Starting at the wreck marker pole we found plenty of life on the pole and lumps of ballast – a dense growth of algal turf hiding lumpy sea squirts, probably red bait Pyura stolonifera, with the tubes of fan worms poking through with large colourful sand anemonies  Bunodactis reynaudi in the surrounding sand. But most interesting was an extensive bright orange colonial sea squirt possibly the variable ascidian Botryllus gregalis on the seaward side of the pole. We also found this on mooring buoys off Cearn Drive.

Colonial sea squirt

Figure 1: Colonial sea squirt possibly the variable ascidian Botryllus gregali

Walking toward Bollard Bay the sand was unremarkable apart from a few hermit crabs and smooth trough shells, mainly dead – until we found 3 live helmet shells, Semicasis labiate zeylanica, within  70 meters of each other – 2 were on the surface and 1 buried under the sand. This was a first – we have walked this area many times and never seen them. They were at least 70mm long, as big as they get according to 2 Oceans, and beautifully marked. These are predatory molluscs feeding on sea urchins and pansy shells. We saw quite a few of heart urchins Echinocardium cordatum partly buried and live – perhaps this has attracted them. Hitherto we have only ever found smaller ones as old shells inhabited by hermit crabs.

Helmet Shell

Figure 2: Helmet shell Semicasis labiate zeylanica

Our second new find was numerous lumpy forms of solitary sea squirts, the siphon showing red stripes around the opening with knobbly papillae, which we identified as  Hardmans redbait Pyura herdmani.  A number of these had attached themselves to the tubes of moonshine worms , Diopatra neapolitana.

Hardman’s redbait

Figure 3: Hardman’s redbait Pyura herdmani attached to Diopatra tube

Nearer Bollard Bay we found a very significant increase in the number of moonshine worms, Diopatra neapolitana.

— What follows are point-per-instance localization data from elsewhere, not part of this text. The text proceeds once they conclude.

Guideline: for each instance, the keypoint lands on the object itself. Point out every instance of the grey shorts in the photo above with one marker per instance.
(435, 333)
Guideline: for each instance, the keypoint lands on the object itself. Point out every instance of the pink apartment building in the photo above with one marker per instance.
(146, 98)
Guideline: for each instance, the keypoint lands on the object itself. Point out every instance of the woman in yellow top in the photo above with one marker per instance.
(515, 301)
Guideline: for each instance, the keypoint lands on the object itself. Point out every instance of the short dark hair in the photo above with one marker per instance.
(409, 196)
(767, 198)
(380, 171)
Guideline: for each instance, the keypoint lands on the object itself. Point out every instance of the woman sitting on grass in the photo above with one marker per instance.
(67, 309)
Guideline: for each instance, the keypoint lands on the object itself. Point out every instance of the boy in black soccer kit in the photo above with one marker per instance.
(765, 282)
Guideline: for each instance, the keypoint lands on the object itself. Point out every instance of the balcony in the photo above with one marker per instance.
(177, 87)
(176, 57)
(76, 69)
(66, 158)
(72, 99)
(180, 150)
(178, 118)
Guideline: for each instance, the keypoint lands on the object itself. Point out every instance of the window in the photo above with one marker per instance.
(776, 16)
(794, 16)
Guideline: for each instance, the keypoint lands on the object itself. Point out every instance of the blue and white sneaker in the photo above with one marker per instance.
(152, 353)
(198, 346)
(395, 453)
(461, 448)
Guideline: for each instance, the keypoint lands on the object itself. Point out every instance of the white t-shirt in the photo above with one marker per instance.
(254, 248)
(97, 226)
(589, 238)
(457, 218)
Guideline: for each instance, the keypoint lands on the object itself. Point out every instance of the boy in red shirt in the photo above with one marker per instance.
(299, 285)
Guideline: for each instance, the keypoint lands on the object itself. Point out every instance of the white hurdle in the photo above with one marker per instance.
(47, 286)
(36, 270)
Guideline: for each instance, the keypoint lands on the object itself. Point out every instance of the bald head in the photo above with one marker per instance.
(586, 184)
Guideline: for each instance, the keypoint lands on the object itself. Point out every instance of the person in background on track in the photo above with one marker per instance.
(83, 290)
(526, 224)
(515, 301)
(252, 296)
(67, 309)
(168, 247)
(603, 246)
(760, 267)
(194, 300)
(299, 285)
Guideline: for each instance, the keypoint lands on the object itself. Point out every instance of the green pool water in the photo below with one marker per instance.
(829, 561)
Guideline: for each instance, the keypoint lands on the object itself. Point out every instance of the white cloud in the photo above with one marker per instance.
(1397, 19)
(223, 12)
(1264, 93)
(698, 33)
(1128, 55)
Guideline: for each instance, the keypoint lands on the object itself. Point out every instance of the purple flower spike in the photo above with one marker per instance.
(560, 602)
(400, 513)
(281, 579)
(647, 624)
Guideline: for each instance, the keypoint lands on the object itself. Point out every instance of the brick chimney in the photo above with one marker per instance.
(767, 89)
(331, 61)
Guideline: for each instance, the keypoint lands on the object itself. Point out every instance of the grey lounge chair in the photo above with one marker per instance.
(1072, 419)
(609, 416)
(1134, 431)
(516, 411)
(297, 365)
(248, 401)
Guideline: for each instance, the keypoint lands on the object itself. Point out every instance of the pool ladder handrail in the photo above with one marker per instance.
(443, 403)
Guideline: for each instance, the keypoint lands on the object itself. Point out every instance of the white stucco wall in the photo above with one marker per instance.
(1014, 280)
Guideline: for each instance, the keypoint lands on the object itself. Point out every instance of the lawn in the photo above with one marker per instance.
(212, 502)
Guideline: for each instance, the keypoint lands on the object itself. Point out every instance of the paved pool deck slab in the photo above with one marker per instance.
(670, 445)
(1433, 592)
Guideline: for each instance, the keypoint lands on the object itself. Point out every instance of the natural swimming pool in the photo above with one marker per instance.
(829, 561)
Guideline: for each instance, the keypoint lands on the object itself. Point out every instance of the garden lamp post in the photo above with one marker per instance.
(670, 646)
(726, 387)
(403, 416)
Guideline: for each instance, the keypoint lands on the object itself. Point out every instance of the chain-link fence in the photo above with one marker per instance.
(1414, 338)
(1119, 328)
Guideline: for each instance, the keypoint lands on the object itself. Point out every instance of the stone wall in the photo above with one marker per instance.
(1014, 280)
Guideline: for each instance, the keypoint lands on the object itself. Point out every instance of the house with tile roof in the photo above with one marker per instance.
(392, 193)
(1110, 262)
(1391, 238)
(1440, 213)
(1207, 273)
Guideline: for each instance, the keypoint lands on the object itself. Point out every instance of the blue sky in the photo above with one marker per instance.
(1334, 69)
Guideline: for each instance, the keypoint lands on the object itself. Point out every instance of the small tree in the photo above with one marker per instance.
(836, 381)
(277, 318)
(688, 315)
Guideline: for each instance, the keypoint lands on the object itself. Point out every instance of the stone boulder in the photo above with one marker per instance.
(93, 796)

Their tubes, often decorated with shells and seaweeds, were closely massed together and covered much greater areas than previously observed. There is evidence that Diopatra may be an invasive species in which case such a dense population could be impacting the ecology of the bay.

Moonshine worm

Figure 4: Crowded tubes of the moonshine worm Diopatra

Not long after exploring what looked like a heel mark in the sand we uncovered a buried flat fish perfectly camouflaged in the sand ,250mm long. I flipped it into the sea and in a blink of an eye it had disappeared under the sand again.

Flat fish

Figure 5: Uncovered flat fish Heteromycteris capensis

Unfortunately there is also some bad news – we saw evidence of bait pumping at 8 places well outside the permitted baiting area.

We will be carrying out walk-overs at all the ShoreSearch sites in the new year and look forward to our volunteers joining us. We will publish a blog on each one.